Journalist and filmmaker Willem Kootstra reflects on how much the rise of portable audio equipment lead to techniques that no journalist would be without now.
During my career as a freelance radio reporter and foreign correspondent, I started using simple Philips tape cassette recorders. Of course, Philips in my native country, the Netherlands, had invented the audio cassette and it worked a treat. After moving to London, I got some 20 years of broadcast quality audio from a solid Marantz cassette recorder, which has since been gathering dust, as the picture shows. However, posting cassettes to overseas studios was out of the question. My documentaries and news reports had to be aired via fixed-line telephones which delivered dubious audio quality.
The early coal-filled mics in the 1980s UK phone system had already been replaced by, I think, piezo-electric mics. But slightly better quality could be achieved by opening the handset and feeding the audio output from the recorder in series with a capacitor into the mic connector. Never completely satisfied with the results, I built a pocket adapter with a telephone transformer for use in parallel with a phone and the resulting quality improvement was notable.
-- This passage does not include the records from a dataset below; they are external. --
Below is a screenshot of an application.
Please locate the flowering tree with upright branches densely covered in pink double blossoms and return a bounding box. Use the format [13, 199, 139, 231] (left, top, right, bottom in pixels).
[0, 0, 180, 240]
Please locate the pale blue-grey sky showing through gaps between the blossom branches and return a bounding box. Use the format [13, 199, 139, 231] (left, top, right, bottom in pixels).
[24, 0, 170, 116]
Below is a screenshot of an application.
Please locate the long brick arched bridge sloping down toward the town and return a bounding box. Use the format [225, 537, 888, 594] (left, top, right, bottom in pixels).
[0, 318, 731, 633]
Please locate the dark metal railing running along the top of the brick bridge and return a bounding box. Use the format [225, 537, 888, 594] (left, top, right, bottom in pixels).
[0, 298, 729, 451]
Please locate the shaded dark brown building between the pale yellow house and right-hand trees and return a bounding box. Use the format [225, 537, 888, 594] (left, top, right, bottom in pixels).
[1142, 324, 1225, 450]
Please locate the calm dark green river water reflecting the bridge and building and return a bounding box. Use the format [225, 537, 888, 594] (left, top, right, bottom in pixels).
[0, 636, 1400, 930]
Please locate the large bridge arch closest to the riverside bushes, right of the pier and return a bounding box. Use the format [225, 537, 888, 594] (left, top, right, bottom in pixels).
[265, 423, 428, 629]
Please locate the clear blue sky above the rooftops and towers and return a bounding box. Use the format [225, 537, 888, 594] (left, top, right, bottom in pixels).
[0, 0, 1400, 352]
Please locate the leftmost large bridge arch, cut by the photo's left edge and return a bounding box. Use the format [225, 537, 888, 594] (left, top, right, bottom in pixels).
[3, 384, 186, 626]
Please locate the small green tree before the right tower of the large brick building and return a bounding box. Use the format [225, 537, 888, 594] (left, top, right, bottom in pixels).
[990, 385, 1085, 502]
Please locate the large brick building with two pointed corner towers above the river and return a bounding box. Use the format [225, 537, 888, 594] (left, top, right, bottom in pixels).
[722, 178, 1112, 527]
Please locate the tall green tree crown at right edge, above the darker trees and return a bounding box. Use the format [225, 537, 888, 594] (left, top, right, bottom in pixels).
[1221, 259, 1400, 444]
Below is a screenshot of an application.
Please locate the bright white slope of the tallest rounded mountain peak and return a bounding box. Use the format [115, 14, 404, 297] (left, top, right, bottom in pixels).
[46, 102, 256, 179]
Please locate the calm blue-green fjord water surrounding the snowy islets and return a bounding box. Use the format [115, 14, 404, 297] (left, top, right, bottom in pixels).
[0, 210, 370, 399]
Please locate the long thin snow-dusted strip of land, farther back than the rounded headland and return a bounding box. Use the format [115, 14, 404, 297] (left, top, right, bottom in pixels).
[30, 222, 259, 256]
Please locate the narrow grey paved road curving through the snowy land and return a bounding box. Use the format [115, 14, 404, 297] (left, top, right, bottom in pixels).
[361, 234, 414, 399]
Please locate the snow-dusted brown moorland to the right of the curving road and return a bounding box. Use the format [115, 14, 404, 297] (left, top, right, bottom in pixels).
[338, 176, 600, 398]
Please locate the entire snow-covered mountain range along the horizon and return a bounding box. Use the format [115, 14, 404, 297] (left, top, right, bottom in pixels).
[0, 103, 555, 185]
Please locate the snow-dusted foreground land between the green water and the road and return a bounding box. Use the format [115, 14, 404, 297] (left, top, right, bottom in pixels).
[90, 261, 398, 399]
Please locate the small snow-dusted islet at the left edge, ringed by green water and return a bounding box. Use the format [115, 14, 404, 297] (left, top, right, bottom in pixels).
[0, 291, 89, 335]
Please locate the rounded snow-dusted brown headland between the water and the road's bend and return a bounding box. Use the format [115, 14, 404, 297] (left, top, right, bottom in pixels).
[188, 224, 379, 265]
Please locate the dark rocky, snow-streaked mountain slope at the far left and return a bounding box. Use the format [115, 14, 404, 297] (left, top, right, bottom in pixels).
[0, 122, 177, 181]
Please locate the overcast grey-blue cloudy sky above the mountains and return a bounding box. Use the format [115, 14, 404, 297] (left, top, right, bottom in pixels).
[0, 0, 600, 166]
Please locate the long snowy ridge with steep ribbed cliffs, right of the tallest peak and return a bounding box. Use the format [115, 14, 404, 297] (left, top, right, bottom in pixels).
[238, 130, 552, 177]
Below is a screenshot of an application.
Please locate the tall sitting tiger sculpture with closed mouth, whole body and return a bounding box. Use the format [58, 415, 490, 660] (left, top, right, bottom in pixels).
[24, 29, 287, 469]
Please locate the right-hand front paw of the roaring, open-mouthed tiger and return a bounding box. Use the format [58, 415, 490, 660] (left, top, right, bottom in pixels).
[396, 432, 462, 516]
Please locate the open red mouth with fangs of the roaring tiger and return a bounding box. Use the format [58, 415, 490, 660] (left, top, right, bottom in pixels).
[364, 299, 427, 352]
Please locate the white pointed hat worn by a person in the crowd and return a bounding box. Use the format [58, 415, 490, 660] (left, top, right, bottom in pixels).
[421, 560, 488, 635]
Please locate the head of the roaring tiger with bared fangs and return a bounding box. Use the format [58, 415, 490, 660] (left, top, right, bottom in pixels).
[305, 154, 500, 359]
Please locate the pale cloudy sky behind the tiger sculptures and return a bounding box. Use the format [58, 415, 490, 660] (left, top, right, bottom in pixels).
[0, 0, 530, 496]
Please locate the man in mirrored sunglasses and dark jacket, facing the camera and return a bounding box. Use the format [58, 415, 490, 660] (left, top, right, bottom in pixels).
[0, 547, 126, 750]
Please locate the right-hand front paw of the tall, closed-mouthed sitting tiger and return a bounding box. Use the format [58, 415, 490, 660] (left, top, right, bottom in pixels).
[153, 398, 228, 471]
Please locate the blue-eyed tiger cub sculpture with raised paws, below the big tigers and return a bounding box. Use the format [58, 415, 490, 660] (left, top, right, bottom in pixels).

Around 1995, affordable digital recording became available. That year, I joined the EU and NATO press corps in Brussels, said goodbye to analogue recording and bought the Sony Walkman MiniDisc recorder.
I pioneered an editing system on the Walkman, made possible by the inclusion of in and out markers during recording. The system allowed for quotations to be separated and lined-up for inclusion in reports, which I made live on the basis of abbreviated written notes. During the walk from a news event - such as a press conference or a briefing - to the nearest telephone, I selected and cleaned up the quotations by resetting the markers, then plugged the adapter into the phone line and the Walkman into the adapter. A minute later I could be on the air.
Never before had I been able to air reports with quotations of any length so soon after a news event. My colleagues still dragged their Sony cassette recorders around and needed to copy their recordings to a tape recorder for editing and filing their story, usually an hour later. They looked enviously at my simple setup, but it took at least a year until they too swapped analogue for digital. I also dabbled with ISDN telephone connections to the radio stations of my clients and Cool Edit Pro audio editing on my computer for the occasional documentary. But ISDN was unwieldy and very expensive, and I soon found it unnecessary.
Meanwhile, I embraced the mobile telephone which allowed me to operate and report away from fixed line telephones. Thanks to a basic knowledge of electronics and digital techniques, I could build an adapter to connect the Walkman, my Sennheiser reporter mic and headphones to a Nokia mobile phone. Newsroom staff reacted enthusiastically. A Dutch friend with a company that built studio equipment at the time heard (of) it and hurried to see me in Brussels. He promptly copied the adapter and added different connectors for use on a range of mobile phones. This setup went some way towards the system used nowadays with video and audio recording and editing apps on smartphones.
For me, the smartphone came too late. Or rather, I was born and retired too early.